The opposite of farmland establishment is the soil degradation due to agriculture. This is a glob-al challenge (Filho et al. 2020). Some 30% of the world's agricultural land is seriously degraded (Le et al. 2014). About 12 million hectares of productive land is degraded every year (UNCCD 2004). Among the worst affected regions are Central America, where 75% of land is infertile, Africa, where a fifth of soil is degraded, and Asia, where 11% is unsuitable for agriculture (Figure, Table). About 3.2 billion people live in these degrading areas (Table 5). Most of the soil erosion is caused by water, either through flooding or poor irrigation, with the rest lost to winds (Doetterl et al. 2012). Agriculture practices such as ploughing also damage soil, as does repeated planting in fields, which depletes the soil of nutrients (Mateo-Zagasta et al. 2018).

Photo 3: A farmer in Norway creates farmland on 100 % stone land. The stones in the picture are the natural landscape of post glacial middle Norway. The forest and the grassland in the back are on recently made farmland.

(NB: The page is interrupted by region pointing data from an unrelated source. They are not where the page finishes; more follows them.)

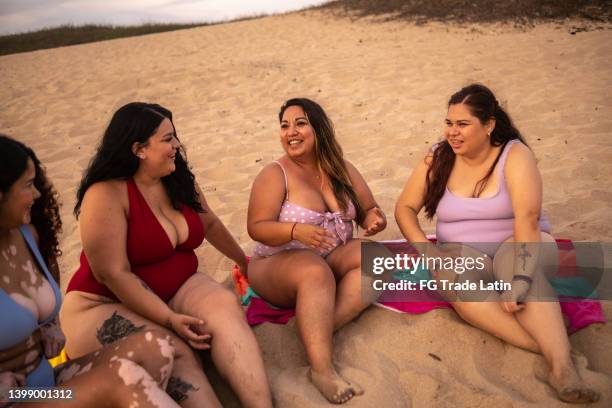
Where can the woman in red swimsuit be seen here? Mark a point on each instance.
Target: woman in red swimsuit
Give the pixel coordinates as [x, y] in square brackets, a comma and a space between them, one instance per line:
[141, 216]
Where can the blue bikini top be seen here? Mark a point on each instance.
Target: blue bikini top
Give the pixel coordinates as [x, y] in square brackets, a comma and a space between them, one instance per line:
[16, 322]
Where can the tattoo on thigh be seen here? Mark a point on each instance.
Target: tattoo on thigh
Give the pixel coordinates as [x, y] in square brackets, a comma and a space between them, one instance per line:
[178, 389]
[116, 327]
[144, 285]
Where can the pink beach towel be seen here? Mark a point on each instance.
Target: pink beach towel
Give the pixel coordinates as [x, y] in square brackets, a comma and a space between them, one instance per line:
[580, 313]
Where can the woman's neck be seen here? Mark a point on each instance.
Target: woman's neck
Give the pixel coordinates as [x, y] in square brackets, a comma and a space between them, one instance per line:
[144, 179]
[478, 157]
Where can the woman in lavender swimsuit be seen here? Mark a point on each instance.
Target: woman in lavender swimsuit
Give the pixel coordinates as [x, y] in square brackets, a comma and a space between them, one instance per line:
[483, 185]
[301, 211]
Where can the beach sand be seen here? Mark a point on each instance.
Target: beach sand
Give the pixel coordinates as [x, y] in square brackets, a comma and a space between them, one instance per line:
[385, 85]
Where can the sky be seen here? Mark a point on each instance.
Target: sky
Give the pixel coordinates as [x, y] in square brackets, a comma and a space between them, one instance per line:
[25, 15]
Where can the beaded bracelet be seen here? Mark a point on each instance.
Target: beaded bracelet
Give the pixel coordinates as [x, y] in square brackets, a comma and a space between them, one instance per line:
[524, 278]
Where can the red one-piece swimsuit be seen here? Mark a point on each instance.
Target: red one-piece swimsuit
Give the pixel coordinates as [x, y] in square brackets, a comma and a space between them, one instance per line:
[152, 258]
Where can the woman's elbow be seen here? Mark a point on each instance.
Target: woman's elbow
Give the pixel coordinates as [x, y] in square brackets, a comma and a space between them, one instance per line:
[252, 230]
[529, 220]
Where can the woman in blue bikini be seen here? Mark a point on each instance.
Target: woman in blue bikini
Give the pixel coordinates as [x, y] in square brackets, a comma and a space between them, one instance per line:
[301, 211]
[130, 372]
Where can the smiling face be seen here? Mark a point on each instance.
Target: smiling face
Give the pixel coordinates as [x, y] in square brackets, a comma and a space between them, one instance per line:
[464, 132]
[158, 154]
[16, 203]
[297, 135]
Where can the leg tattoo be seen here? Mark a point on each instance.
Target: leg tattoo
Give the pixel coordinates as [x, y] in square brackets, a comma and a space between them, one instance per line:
[114, 328]
[178, 389]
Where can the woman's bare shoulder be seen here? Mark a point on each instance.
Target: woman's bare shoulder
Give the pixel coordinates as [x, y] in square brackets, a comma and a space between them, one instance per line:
[114, 191]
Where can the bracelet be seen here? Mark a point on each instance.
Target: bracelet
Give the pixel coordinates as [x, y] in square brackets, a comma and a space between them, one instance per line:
[524, 278]
[292, 229]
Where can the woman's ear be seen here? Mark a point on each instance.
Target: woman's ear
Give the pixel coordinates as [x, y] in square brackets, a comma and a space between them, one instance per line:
[138, 151]
[490, 126]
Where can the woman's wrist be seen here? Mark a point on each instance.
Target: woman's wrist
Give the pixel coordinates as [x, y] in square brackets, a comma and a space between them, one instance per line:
[293, 227]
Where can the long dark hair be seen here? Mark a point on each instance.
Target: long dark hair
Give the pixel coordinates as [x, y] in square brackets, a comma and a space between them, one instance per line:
[45, 213]
[114, 159]
[483, 105]
[328, 153]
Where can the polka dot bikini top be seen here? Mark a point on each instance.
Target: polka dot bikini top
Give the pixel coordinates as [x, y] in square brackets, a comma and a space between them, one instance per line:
[338, 223]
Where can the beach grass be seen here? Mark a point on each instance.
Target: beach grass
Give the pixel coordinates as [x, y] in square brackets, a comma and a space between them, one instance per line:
[72, 35]
[519, 12]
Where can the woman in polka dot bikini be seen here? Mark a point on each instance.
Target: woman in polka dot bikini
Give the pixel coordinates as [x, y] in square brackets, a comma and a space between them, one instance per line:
[301, 214]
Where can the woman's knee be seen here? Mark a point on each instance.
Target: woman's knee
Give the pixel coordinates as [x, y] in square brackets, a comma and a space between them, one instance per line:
[316, 274]
[152, 347]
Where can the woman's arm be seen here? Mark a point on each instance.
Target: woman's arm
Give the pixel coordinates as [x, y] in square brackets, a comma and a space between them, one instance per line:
[218, 235]
[103, 225]
[411, 202]
[525, 187]
[375, 219]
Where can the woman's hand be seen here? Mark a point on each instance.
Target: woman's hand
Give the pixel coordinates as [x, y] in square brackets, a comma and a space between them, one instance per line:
[374, 222]
[9, 379]
[190, 329]
[53, 338]
[315, 237]
[511, 299]
[243, 266]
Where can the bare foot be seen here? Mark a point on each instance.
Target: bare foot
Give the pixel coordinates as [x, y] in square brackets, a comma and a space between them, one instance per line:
[332, 386]
[571, 388]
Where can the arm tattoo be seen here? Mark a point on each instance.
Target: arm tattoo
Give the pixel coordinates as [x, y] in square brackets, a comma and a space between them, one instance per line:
[524, 255]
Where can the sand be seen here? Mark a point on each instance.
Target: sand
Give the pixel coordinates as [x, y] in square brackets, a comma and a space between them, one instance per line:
[385, 85]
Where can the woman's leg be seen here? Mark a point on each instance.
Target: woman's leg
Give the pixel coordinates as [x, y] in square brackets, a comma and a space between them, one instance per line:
[486, 315]
[90, 325]
[302, 279]
[354, 291]
[133, 371]
[544, 323]
[234, 348]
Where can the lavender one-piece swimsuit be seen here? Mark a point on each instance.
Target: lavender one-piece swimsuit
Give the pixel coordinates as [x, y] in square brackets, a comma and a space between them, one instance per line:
[482, 223]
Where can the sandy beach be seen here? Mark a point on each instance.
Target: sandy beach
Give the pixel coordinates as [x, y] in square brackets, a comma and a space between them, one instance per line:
[385, 86]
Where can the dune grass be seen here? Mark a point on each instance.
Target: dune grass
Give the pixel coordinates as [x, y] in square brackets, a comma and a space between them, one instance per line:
[72, 35]
[519, 12]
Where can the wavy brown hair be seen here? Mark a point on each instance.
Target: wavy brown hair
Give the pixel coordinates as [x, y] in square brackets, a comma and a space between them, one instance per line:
[45, 214]
[484, 106]
[328, 153]
[133, 123]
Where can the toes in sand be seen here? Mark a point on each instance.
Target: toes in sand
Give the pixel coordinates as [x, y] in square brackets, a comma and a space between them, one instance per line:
[333, 387]
[571, 388]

These manmade soils are much faster compared to soils made by nature (weathering), what can take millions of years.


Table: The number of people residing in degrading areas by region, the number in millions and the share in percentages.

Source: Le et al. (2014)


Figure: Global status of soil degradation
Source: UNEP (1997)

Photo 4: Erosion  is one of the main challenges in agriculture. Organic matter and nutrients are washed away. When forests or permanent grassland are cleared for arable farming, heavy rainfall can wash away the soil. What remains are bare stones and arable farming is no longer possible. In Ethiopia, a huge country, the land us has covered nearly all areas, where agriculture is possible. From 70% forest cover in the mid of last century, only 3% remained. Even step slopes are deforested and cultivated. Erosion is happening after heavy rains, which will occur more often with climate change. Today, the global erosion costs are calculated with 8 billion USD per year (Sartori et al. 2024). The EU has calculated  that water erosion could increase by 66% worldwide between 2015 and 2070 and cost up to USD 625 billion, which corresponds to 0.06% or 0.12% of global GDP.